SEOUL, South Korea North Korea on Saturday said leader Kim Jong Un supervised another test-firing of an unspecified new weapon that extended a streak of weapons demonstrations seen as an attempt to pressure Washington and Seoul over slow nuclear negotiations and their joint military exercises.
SEOUL, South Korea — North Korea on Saturday said leader Kim Jong Un supervised another test-firing of an unspecified new weapon that extended a streak of weapons demonstrations seen as an attempt to pressure Washington and Seoul over slow nuclear negotiations and their joint military exercises.

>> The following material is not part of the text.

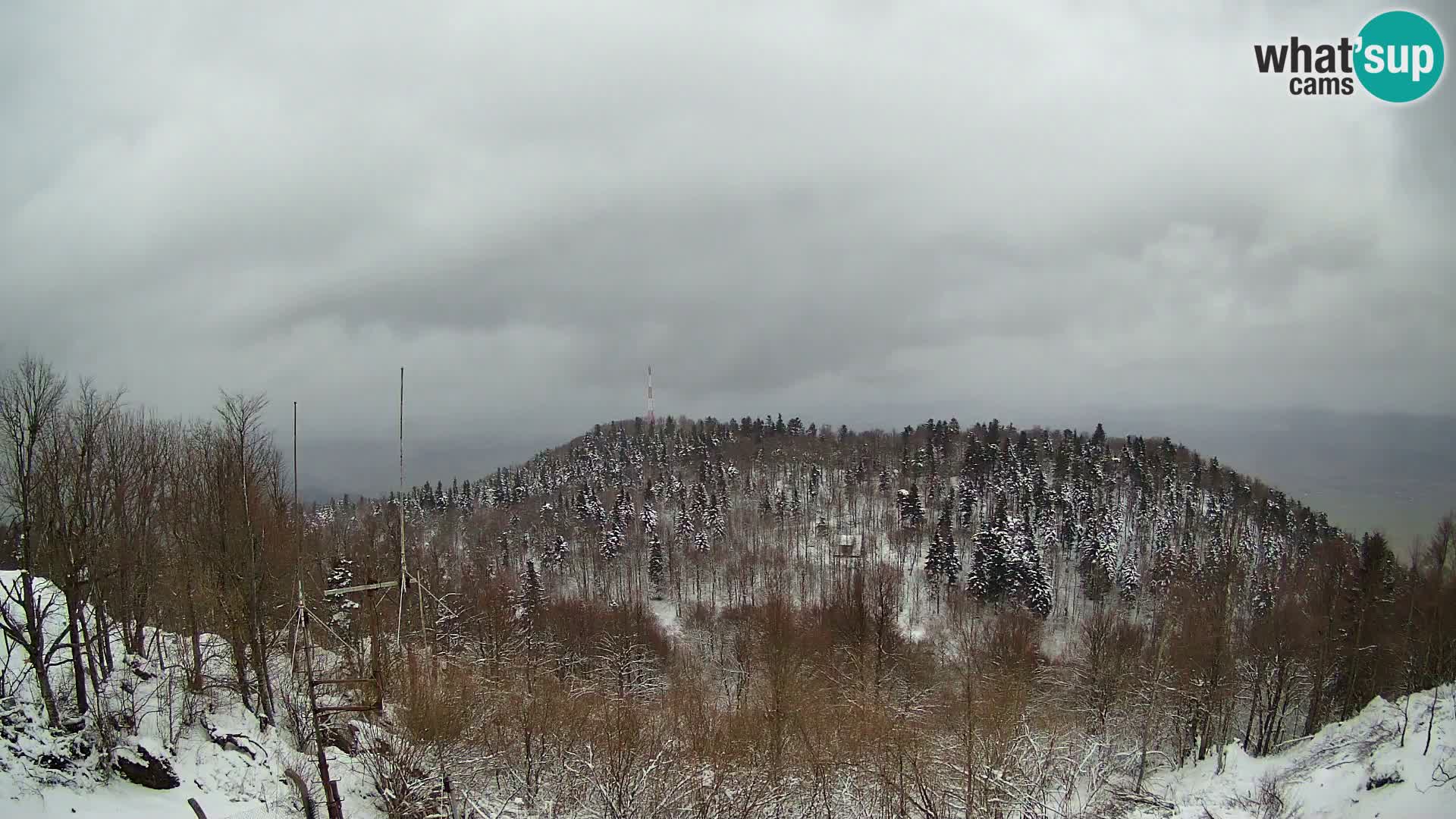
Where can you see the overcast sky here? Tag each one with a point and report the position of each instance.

Pyongyang’s Korean Central News Agency on Saturday said Kim following Friday’s launches expressed “great satisfaction” over his military’s “mysterious and amazing success rates” in recent testing activity and vowed to build up “invincible military capabilities no one dare provoke.” The report did not mention any specific comment on the United States or South Korea.

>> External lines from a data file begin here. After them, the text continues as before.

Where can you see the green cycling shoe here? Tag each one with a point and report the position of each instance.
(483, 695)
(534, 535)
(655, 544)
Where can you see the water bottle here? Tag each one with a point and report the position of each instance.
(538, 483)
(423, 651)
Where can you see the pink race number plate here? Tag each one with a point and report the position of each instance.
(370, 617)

Friday’s launches were North Korea’s sixth round of tests since late July that revealed developments of a new rocket artillery system and two separate short-range mobile ballistic missile systems that experts say would expand the North’s ability to strike targets throughout South Korea, including U.S. bases there.
KCNA did not describe what Friday’s weapons were or how they performed, but it said that the tests were successful and strengthened the military’s confidence in the reliability of the system.
South Korea’s military says two projectiles launched from the North’s eastern coast flew about 230 kilometers (143 miles) before landing in waters between the Korean Peninsula and Japan. Seoul’s Joint Chiefs of Staff said the U.S. and South Korean militaries were analyzing the launches but didn’t immediately say whether the weapons were ballistic missiles or rocket artillery.
Experts say President Donald Trump’s repeated downplaying of the North’s launches allowed the country more room to intensify its testing activity and advance its short-range weaponry while it seeks to build leverage ahead of nuclear negotiations with Washington, which could resume after the end of ongoing allied military drills later this month.
North Korea has also ignored South Korean calls for dialogue recently and is seen as trying to force Seoul to make stronger efforts to coax major concessions from Washington on its behalf.
South Korea’s military alerted reporters to the launches hours after an unidentified North Korean government spokesman used unusually blunt language to criticize South Korean President Moon Jae-in for continuing to hold military exercises with the U.S. and over his rosy comments on inter-Korean diplomacy, and said Pyongyang has no current plans to talk with Seoul.